Thread: Register tranfer language interpreter in C

  1. #1
    Registered User
    Join Date
    Dec 2003
    Posts
    16

    Register tranfer language interpreter in C

    Hello,

    I'm building a CPU simulator for my final year project at university

    I'm trying to make the simulator accept a file that defines each instruction that the simulator supports. It has a format specified in the file "intSet.txt". This file detials the exact specification of a given instruction in my program and i was wondering how i could make my program understand the instruciton operation that has been specified by the "RTL" section of the file.

    Ie understand that by saying <SOURCE> + <DESITNATION> -> <DESITNATION> i want to create a function that will add due to the "+" sign being used.

    The file attatched is an example of hoe a given instruction will be defined via the program so any help with any of this would be great.

    Thanks for all your help
    Garry


  2. #2
    Registered User
    Join Date
    Dec 2003
    Posts
    16
    Does anyone know how i might do this?


    Garry

  3. #3
    Registered User Draco's Avatar
    Join Date
    Apr 2002
    Posts
    463
    don't double post. We see your question, and people are looking at it. When someone has an answer they'll post it. This is one of the toughest questions I've seen in a while, so it might take some time

  4. #4
    Registered User VirtualAce's Avatar
    Join Date
    Aug 2001
    Posts
    9,607
    I didn't really understand your pseudocode but I know what you are trying to do.

    How many instructions are you going to have? How many variations of each instruction are you going to support. For instance as you probably know the mov instruction in the Intel x86 set is one of the most complex instructions ever hard-coded for a CPU. There are several diff variations of it.

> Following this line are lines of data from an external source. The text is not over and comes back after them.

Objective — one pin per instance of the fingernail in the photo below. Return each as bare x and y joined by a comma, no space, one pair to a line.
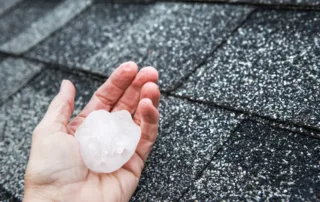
147,101
62,84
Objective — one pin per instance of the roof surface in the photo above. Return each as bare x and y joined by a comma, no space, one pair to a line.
240,106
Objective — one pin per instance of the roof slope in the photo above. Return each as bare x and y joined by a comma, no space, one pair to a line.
240,111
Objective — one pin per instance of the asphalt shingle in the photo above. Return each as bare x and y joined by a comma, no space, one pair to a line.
22,16
261,163
6,5
310,3
86,34
269,67
42,25
15,73
173,37
190,134
22,112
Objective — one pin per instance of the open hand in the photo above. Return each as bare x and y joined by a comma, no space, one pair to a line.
55,170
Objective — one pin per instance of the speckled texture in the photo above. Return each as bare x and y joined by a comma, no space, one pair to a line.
46,25
15,73
173,37
270,67
281,2
87,33
262,164
189,135
22,16
6,5
22,113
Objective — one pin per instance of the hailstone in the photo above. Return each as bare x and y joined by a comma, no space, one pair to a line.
107,140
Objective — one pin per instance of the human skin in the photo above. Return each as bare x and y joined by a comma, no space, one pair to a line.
55,170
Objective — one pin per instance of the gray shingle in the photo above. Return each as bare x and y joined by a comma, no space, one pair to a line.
173,37
190,134
44,26
6,5
87,33
21,113
270,67
260,163
15,73
282,2
22,16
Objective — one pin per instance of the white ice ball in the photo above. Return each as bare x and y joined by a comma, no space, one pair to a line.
107,140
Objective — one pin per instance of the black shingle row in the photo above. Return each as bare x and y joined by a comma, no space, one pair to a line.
225,62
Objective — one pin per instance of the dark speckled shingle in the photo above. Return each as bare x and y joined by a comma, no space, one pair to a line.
22,112
270,67
310,3
190,134
5,5
173,37
260,163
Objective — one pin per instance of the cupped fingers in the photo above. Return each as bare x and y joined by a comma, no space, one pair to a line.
151,91
131,97
149,127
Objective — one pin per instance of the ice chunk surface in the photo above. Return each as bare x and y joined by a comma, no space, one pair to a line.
107,140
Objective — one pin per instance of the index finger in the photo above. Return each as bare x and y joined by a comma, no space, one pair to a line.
108,93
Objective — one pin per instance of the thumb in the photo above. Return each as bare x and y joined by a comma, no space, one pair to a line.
60,109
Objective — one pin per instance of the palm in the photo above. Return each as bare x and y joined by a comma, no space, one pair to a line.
59,154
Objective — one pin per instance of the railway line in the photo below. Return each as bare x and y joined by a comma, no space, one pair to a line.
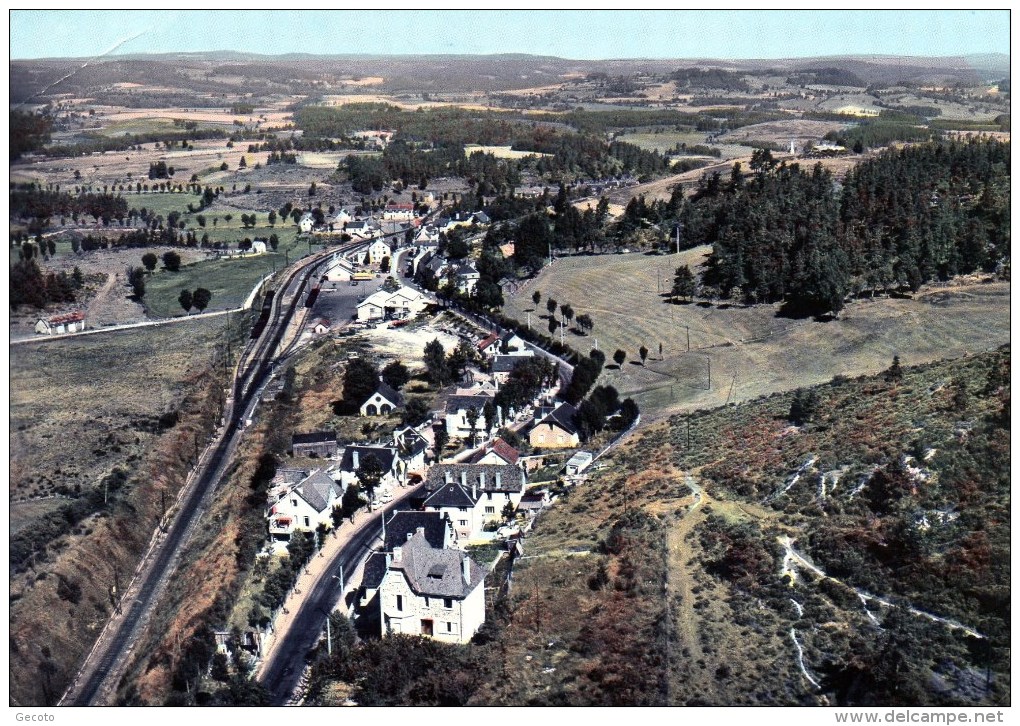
98,678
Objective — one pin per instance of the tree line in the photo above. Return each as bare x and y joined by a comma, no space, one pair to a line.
904,218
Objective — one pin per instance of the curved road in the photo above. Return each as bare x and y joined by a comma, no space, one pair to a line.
103,668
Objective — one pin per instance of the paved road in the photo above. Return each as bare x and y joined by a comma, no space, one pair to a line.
103,668
286,661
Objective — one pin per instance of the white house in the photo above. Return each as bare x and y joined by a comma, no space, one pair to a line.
471,495
340,270
401,304
70,322
456,415
305,506
383,401
377,250
431,591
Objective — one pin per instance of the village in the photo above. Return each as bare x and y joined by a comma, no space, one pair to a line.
458,481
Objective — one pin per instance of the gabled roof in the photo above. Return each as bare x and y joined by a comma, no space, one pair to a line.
481,476
314,437
403,525
562,416
501,449
315,489
388,393
435,572
449,496
488,341
505,364
67,317
463,403
387,457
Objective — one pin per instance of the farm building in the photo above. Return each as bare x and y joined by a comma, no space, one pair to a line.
381,402
70,322
316,444
578,462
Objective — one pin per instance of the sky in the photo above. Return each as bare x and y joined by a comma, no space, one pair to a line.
567,34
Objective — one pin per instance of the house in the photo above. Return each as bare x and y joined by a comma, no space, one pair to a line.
400,305
467,278
532,503
509,287
377,250
363,229
317,444
427,235
58,324
504,365
471,495
498,453
487,345
510,342
340,270
431,591
578,462
384,401
411,447
394,469
305,506
555,429
456,418
400,212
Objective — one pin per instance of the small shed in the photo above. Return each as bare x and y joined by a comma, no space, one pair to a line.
578,462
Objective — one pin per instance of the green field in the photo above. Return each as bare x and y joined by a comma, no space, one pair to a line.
748,351
667,140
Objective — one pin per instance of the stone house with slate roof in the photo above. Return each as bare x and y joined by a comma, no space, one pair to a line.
431,591
315,444
305,505
555,428
384,401
470,495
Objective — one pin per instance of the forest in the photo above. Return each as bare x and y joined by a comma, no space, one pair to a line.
902,219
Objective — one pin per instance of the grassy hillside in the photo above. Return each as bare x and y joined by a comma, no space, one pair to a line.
752,351
858,558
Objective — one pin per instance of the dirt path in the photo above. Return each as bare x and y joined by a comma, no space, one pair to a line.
680,591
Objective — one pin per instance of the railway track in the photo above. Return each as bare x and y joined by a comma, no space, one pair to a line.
100,674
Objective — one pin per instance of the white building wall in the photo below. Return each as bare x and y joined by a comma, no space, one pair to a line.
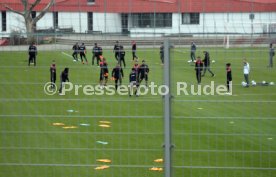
214,23
15,22
75,20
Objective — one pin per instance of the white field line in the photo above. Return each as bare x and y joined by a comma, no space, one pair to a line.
128,100
67,54
138,133
132,166
132,116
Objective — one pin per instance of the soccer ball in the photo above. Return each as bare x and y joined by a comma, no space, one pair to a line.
244,84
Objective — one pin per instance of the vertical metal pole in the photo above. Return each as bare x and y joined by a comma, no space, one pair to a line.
167,110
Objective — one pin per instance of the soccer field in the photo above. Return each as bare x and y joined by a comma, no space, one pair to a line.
213,135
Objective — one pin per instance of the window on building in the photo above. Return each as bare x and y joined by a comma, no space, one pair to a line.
33,13
4,21
190,18
90,21
151,20
55,20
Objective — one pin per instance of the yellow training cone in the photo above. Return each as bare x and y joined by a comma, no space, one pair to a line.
156,169
70,127
104,125
105,122
58,124
158,160
102,167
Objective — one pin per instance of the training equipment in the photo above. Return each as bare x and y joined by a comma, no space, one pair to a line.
253,83
243,84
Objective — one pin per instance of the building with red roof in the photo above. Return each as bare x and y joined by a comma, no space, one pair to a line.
148,16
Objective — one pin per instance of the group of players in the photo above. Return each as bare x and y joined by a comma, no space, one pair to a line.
138,72
137,75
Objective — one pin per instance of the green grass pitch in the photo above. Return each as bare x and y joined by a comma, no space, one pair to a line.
213,136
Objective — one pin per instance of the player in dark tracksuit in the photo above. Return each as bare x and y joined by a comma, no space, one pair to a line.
103,72
198,69
207,63
121,57
116,50
134,48
228,77
32,54
53,74
97,52
143,72
162,53
63,78
82,50
117,75
75,49
133,82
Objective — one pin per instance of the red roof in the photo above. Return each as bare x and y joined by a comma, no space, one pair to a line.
135,6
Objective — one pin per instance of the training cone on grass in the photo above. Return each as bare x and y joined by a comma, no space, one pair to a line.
104,122
102,167
159,160
156,169
70,127
58,124
104,160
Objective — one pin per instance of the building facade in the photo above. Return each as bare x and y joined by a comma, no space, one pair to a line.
147,17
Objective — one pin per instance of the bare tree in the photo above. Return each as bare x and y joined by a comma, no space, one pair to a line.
30,22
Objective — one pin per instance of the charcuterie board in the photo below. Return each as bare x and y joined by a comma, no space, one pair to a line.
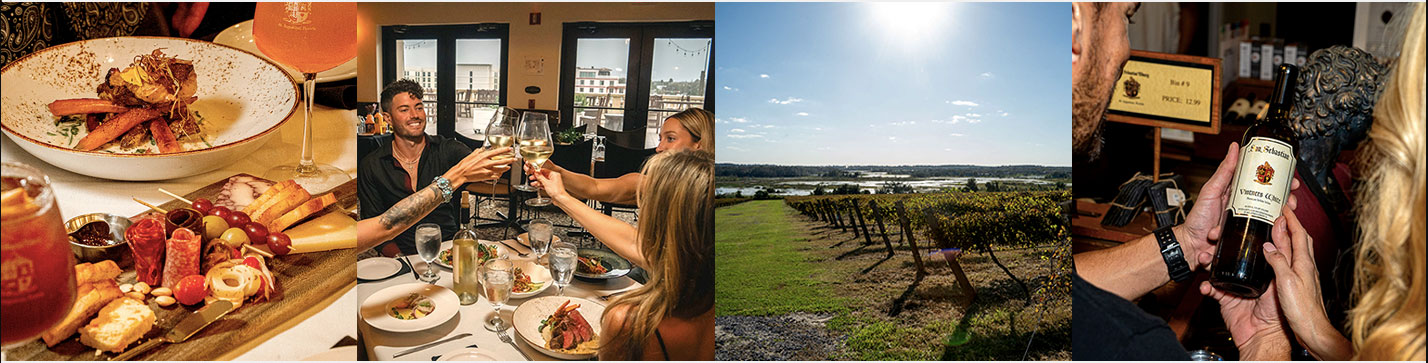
306,283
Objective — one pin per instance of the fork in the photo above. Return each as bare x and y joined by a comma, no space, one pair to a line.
507,339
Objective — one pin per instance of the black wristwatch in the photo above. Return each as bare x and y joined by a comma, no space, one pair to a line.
1174,256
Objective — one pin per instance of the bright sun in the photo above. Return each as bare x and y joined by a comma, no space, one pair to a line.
910,22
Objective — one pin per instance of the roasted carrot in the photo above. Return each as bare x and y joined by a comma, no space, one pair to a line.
80,106
116,126
164,137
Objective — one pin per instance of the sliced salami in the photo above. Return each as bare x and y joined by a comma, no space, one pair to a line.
182,256
146,240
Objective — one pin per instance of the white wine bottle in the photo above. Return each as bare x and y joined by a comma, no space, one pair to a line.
1257,195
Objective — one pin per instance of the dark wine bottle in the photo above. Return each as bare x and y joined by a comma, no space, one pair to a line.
1260,189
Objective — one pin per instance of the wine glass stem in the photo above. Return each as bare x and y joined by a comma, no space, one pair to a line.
309,85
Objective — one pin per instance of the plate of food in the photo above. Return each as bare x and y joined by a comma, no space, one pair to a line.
564,327
166,107
240,36
484,253
600,265
410,307
530,279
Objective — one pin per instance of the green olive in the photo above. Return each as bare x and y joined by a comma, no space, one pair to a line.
213,226
234,237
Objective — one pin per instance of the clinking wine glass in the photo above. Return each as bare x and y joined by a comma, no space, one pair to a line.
500,132
536,147
497,280
310,37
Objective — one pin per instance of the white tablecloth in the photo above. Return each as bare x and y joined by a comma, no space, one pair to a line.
334,143
471,319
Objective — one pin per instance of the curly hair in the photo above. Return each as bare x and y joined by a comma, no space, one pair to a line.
399,87
1387,320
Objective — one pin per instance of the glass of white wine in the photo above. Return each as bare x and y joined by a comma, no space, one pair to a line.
536,147
500,132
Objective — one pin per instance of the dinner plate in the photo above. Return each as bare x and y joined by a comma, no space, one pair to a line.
377,267
537,273
446,246
467,355
240,36
529,315
374,309
242,102
334,355
619,266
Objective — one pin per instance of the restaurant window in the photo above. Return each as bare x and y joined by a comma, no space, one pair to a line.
461,70
637,73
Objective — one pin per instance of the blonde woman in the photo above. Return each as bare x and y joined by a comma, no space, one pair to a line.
671,316
689,129
1387,319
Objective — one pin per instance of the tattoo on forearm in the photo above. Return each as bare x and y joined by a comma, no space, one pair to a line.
411,207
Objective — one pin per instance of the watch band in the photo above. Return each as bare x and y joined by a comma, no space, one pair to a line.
1173,255
441,183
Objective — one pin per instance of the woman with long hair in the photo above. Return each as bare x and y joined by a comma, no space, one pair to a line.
689,129
1387,319
671,316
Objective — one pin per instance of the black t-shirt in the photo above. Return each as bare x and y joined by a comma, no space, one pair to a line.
1108,327
381,183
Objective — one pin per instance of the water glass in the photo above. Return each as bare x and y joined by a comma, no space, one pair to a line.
429,245
563,265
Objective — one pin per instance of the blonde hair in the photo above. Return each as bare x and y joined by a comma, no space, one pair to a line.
1387,320
676,232
700,125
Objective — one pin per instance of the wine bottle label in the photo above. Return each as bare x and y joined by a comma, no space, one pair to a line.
1261,185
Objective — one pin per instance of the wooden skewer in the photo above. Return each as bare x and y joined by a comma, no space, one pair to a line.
152,206
176,196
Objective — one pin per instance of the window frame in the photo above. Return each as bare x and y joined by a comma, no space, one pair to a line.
446,72
640,65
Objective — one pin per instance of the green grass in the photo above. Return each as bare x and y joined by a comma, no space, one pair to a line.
760,266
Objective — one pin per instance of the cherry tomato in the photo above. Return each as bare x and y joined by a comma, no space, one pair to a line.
257,233
202,205
237,219
192,289
253,262
280,243
222,212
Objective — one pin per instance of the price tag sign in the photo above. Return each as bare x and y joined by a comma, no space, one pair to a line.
1168,90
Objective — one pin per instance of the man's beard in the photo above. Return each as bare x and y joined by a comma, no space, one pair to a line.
400,132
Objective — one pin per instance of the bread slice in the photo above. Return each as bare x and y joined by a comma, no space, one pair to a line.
280,205
302,212
92,297
96,272
120,323
267,196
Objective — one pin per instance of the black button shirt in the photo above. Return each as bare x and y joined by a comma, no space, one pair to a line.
381,183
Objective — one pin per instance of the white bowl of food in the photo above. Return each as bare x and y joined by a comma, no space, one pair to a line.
236,102
533,323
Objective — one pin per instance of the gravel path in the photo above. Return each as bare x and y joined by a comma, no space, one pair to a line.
796,336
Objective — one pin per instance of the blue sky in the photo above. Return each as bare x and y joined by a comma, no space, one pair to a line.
857,83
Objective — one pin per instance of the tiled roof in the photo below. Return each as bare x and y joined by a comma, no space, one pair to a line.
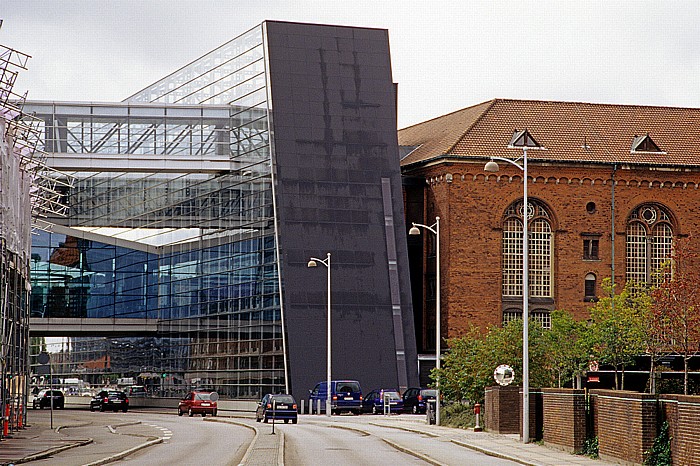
570,132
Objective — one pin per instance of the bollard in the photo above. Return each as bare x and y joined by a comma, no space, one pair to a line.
6,424
477,412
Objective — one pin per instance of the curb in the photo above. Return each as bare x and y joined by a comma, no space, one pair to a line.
125,453
251,446
407,429
396,446
493,453
51,452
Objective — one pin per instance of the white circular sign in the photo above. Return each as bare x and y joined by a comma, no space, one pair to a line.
504,375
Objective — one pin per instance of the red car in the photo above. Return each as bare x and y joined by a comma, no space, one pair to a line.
197,402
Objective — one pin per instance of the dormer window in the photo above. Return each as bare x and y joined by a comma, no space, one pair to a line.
645,144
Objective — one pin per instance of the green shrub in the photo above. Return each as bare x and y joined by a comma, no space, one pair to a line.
459,415
660,452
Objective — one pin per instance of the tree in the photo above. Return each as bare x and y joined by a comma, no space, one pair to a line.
468,365
675,314
617,330
566,350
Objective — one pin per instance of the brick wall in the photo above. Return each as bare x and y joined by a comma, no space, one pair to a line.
626,424
564,418
536,419
683,416
501,409
471,208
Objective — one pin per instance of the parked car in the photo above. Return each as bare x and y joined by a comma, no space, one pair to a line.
110,400
375,400
346,395
198,402
44,397
415,399
281,406
136,391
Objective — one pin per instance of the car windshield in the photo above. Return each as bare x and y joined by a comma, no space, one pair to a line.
348,387
283,399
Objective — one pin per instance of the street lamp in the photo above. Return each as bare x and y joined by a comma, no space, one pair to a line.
435,229
327,262
522,140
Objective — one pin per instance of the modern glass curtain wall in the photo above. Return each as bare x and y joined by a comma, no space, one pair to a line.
171,215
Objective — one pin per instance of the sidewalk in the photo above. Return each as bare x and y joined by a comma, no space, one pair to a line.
502,446
38,440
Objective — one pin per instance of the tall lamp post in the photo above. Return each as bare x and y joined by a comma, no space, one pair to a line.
327,262
522,140
435,229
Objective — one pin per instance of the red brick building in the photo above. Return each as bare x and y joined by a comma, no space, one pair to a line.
632,167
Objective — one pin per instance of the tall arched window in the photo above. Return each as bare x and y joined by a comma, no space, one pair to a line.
649,242
540,246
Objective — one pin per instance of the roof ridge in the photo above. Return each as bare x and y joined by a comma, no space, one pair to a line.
595,104
448,114
469,128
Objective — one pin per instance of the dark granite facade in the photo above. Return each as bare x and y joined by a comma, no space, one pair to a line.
338,190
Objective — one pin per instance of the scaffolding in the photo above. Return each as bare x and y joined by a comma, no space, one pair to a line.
29,192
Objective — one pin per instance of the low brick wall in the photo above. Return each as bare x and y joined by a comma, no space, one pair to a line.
502,409
626,424
683,416
564,418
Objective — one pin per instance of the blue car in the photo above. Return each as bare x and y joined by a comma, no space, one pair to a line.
376,400
277,407
346,396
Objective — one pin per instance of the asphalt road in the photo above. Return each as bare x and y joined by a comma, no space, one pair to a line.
316,440
185,440
359,440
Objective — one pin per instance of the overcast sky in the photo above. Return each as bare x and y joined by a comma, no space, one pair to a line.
446,55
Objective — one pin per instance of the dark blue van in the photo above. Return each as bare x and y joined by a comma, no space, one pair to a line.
346,395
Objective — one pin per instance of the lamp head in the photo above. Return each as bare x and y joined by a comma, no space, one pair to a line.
491,166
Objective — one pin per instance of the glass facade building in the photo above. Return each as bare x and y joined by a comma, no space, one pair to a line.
186,208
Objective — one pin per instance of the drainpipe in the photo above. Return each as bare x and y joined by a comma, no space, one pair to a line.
612,235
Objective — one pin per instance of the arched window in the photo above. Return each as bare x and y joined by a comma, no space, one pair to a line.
540,246
542,316
649,242
589,291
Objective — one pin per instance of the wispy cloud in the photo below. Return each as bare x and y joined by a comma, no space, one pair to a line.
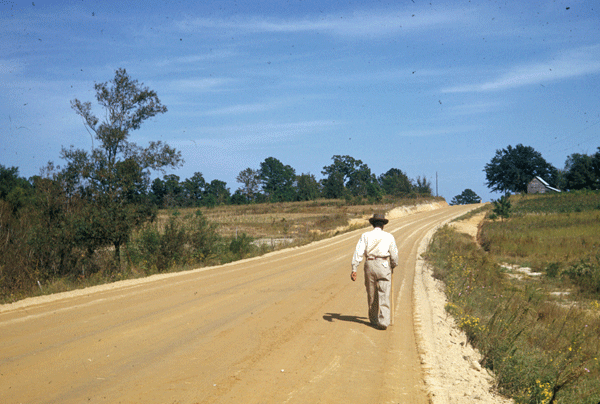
267,133
570,64
201,84
452,130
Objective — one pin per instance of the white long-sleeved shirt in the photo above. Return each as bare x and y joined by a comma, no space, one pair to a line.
375,243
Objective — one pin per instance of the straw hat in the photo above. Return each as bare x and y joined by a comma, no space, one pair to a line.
378,218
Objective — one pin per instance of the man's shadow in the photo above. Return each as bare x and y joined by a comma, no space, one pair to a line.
353,319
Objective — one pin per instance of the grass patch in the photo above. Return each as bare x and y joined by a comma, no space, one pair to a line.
542,349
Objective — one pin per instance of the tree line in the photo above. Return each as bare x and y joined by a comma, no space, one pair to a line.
274,181
512,169
54,224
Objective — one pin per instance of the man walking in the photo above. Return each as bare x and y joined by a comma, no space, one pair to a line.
379,248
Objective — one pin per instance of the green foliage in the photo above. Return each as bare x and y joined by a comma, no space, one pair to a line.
191,240
395,182
511,169
585,273
582,171
13,189
540,351
502,207
250,180
347,177
565,202
308,188
277,180
468,196
113,177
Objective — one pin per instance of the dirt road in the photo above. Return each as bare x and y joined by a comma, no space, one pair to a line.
289,327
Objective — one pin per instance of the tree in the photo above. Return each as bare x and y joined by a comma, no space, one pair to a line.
114,175
307,187
468,196
422,186
511,169
278,180
395,182
580,173
250,180
216,193
14,189
194,189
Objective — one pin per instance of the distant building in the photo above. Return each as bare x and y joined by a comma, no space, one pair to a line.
539,186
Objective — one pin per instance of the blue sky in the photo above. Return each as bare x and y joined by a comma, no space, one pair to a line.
424,86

    It looks like you wish to support these:

    mov <r/m,imm>,<r/m,imm>

    which breaks down to:

    Move immediate 8/16/32 bit value to corresponding register
    Note: Immediate value may reside in stack or in program global data.

    mov <r8>,<imm8>
    mov <r16>,<imm16>
    mov <r32>,<imm32>

    Move immediate value to memory location
    mov <m>,<imm8/imm16/imm32>


    This is just a sample of what I'm getting from your post. Am I on
    the right track here?

    I really need to know how many and what type of instructions you are wanting to support.

  5. #5
    Registered User
    Join Date
    Dec 2003
    Posts
    16
    I'm very sorry i should have been more specific about what i was basing the simulator on, the CPU that the simulator is based on is the 68000. I'm trying to keep in with the way 68000's instructions operate in terms of size and addressing modes. (The simualors registers will be like the 68000 too in terms of 8 data and 8 address registers, with the stack on Address register A7)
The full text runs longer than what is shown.